The ML_Utilities package: Functions for data loading and normalisation

Module supporting ML experiments - mostly functions for making reanalysis data available to ML models. The idea is to abstract away the data provision to this module, so experiments can concentrate on model building.

The module has two basic functions: The prepare_data() function takes reanalysis data and reformats it into input files suitable for TensorFlow, and the dataset() function turns those files into a tf.data.Dataset which can be passed to a model for training or testing.

The first step might be:

import ML_Utilities

count=1
for year in [1969,1979,1989,1999,2009]:

    start_day=datetime.datetime(year,  1,  1,  0)
    end_day  =datetime.datetime(year, 12, 31, 23)

    current_day=start_day
    while current_day<=end_day:
        purpose='training'
        if count%10==0: purpose='test' # keep 1/10 data for testing
        ML_Utilities.prepare_data(current_day,
                                  purpose=purpose,
                                  source='20CR2c',
                                  variable='prmsl')
    # Keep samples > 5 days apart to minimise correlations
    current_day=current_day+datetime.timedelta(hours=126)
    count += 1

That will produce TensorFlow files containing 5 years of 20CRv2c prmsl fields - note that you will need to download the data first - see the IRData package.

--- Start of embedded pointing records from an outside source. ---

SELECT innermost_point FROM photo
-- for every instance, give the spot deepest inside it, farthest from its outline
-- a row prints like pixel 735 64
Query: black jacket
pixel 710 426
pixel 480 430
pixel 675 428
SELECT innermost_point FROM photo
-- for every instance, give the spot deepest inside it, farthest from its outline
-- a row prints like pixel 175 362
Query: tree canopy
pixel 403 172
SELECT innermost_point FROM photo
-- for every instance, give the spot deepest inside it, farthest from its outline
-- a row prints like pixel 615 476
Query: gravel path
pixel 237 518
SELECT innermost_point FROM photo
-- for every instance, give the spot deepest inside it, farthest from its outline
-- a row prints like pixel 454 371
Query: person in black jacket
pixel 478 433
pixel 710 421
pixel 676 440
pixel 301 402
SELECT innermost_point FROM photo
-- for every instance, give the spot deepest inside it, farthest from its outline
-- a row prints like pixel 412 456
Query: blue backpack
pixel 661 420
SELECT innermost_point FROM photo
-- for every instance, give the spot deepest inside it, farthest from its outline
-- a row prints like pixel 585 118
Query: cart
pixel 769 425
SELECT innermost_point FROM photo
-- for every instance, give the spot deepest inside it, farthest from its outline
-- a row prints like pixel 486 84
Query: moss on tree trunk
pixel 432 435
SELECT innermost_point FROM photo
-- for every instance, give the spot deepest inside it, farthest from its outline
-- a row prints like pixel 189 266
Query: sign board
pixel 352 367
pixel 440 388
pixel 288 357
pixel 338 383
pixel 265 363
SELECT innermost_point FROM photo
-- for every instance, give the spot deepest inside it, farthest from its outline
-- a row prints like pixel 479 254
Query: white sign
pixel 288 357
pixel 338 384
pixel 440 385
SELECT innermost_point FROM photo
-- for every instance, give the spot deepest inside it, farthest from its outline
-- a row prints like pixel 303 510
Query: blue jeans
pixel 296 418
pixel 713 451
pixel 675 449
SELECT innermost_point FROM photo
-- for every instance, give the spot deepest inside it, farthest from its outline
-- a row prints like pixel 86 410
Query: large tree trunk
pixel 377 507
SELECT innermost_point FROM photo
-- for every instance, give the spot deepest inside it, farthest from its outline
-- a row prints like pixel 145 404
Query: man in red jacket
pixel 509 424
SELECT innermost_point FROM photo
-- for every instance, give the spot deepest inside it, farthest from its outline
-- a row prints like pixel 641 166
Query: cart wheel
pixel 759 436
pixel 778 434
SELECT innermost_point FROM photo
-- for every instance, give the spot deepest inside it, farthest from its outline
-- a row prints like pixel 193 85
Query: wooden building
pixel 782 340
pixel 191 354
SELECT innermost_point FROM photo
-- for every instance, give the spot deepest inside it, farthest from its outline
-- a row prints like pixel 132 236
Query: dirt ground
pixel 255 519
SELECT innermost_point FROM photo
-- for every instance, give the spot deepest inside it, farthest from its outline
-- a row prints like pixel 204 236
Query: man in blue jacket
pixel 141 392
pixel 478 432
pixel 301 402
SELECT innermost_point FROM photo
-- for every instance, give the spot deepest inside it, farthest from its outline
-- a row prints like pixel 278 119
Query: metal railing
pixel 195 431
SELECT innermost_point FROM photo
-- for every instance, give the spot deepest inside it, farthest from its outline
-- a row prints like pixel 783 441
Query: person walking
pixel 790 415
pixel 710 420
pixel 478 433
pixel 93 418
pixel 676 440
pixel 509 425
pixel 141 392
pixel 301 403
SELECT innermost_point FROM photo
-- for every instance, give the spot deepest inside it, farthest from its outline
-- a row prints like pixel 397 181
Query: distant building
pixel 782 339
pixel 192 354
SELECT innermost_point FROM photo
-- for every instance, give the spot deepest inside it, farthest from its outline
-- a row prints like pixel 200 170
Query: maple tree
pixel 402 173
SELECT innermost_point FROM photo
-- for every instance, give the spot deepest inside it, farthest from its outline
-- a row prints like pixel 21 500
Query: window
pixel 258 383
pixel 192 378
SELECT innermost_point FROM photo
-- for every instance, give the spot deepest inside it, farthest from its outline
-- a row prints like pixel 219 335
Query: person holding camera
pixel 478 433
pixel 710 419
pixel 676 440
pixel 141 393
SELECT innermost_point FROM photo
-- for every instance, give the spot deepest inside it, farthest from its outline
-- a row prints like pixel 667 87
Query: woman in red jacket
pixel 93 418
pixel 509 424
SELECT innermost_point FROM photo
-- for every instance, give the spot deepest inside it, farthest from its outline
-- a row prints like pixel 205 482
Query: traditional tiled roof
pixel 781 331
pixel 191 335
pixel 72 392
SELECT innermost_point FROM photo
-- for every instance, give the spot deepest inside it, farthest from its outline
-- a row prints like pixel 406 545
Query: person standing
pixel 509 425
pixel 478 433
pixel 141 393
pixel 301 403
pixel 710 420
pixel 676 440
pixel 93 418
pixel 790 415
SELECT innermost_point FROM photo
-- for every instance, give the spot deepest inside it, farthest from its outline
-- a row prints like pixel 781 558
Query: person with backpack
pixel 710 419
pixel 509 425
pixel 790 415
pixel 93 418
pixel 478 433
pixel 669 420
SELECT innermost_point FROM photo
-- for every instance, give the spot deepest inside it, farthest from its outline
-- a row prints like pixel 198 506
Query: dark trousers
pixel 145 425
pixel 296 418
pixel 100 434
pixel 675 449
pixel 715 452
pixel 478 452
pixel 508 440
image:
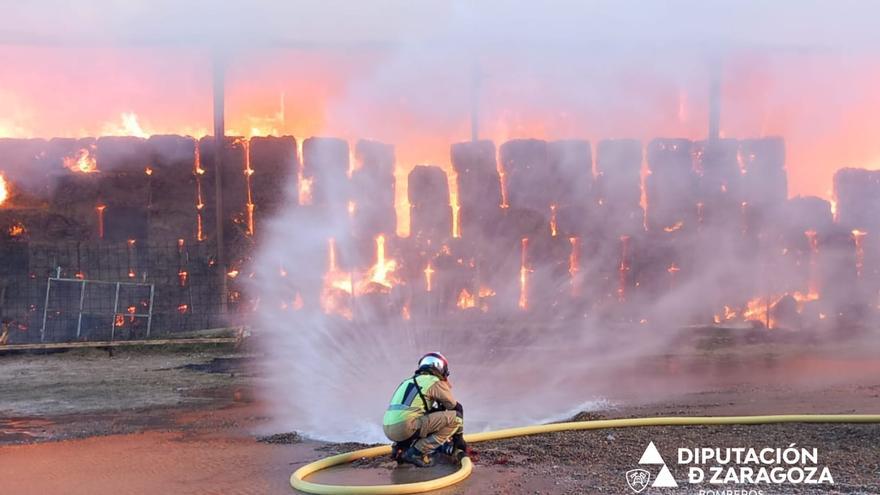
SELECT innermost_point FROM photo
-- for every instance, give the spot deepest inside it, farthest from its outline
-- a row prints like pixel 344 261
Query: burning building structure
pixel 538 228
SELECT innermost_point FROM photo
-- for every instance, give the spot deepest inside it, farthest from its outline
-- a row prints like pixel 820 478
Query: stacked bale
pixel 75 195
pixel 173 195
pixel 618 195
pixel 124 186
pixel 234 192
pixel 430 211
pixel 719 188
pixel 570 165
pixel 765 183
pixel 479 188
pixel 373 190
pixel 857 192
pixel 325 164
pixel 618 185
pixel 275 165
pixel 671 186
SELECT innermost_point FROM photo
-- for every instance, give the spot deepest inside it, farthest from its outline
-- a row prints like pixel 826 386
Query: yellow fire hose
pixel 297 479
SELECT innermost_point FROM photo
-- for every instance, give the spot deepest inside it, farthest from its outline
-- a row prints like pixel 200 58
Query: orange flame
pixel 100 209
pixel 248 172
pixel 676 226
pixel 813 277
pixel 382 272
pixel 16 229
pixel 858 236
pixel 623 268
pixel 4 189
pixel 429 274
pixel 82 161
pixel 524 275
pixel 337 284
pixel 466 300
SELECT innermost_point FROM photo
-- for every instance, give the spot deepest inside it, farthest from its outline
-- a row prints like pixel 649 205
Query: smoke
pixel 413 75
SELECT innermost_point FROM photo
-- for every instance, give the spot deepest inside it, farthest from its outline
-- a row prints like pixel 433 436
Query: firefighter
pixel 423 417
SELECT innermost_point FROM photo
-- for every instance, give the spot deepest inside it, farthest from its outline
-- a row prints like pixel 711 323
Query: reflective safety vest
pixel 406 403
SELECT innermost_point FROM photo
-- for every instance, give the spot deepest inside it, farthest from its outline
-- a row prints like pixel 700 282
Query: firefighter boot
pixel 414 456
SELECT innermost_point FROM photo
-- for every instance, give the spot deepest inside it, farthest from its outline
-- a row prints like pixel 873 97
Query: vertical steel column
pixel 115 312
pixel 715 100
pixel 475 102
pixel 45 310
pixel 219 88
pixel 82 297
pixel 150 314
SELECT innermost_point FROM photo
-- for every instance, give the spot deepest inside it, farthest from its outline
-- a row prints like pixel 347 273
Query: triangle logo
pixel 651 456
pixel 664 479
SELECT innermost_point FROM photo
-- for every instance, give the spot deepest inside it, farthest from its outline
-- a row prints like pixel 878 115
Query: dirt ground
pixel 188 422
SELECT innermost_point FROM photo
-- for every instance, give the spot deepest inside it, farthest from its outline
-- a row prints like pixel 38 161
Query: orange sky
pixel 825 105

Then to use those data in an ML model, it’s:

import ML_Utilities

(training_data,n_data)=ML_Utilities.dataset(purpose='training',
                                            source='20CR2c',
                                            variable='prmsl')
(test_data,n_test)=ML_Utilities.dataset(purpose='test',
                                        source='20CR2c',
                                        variable='prmsl')
# model=(specify here)

model.fit(x=training_data,
          validation_data=test_data)

You may need to use the repeat and map functions on the Datasets to get a long enough dataset for many epochs of training, and to tweak the dataset to the requirements of your model (perhaps to set the array shape).

ML_Utilities.Dataset

alias of tensorflow.python.data.ops.dataset_ops.DatasetV1

ML_Utilities.dataset(purpose='training', source='20CR2c', variable='prmsl', length=None, shuffle=True, buffer_size=10, reshuffle_each_iteration=False)[source]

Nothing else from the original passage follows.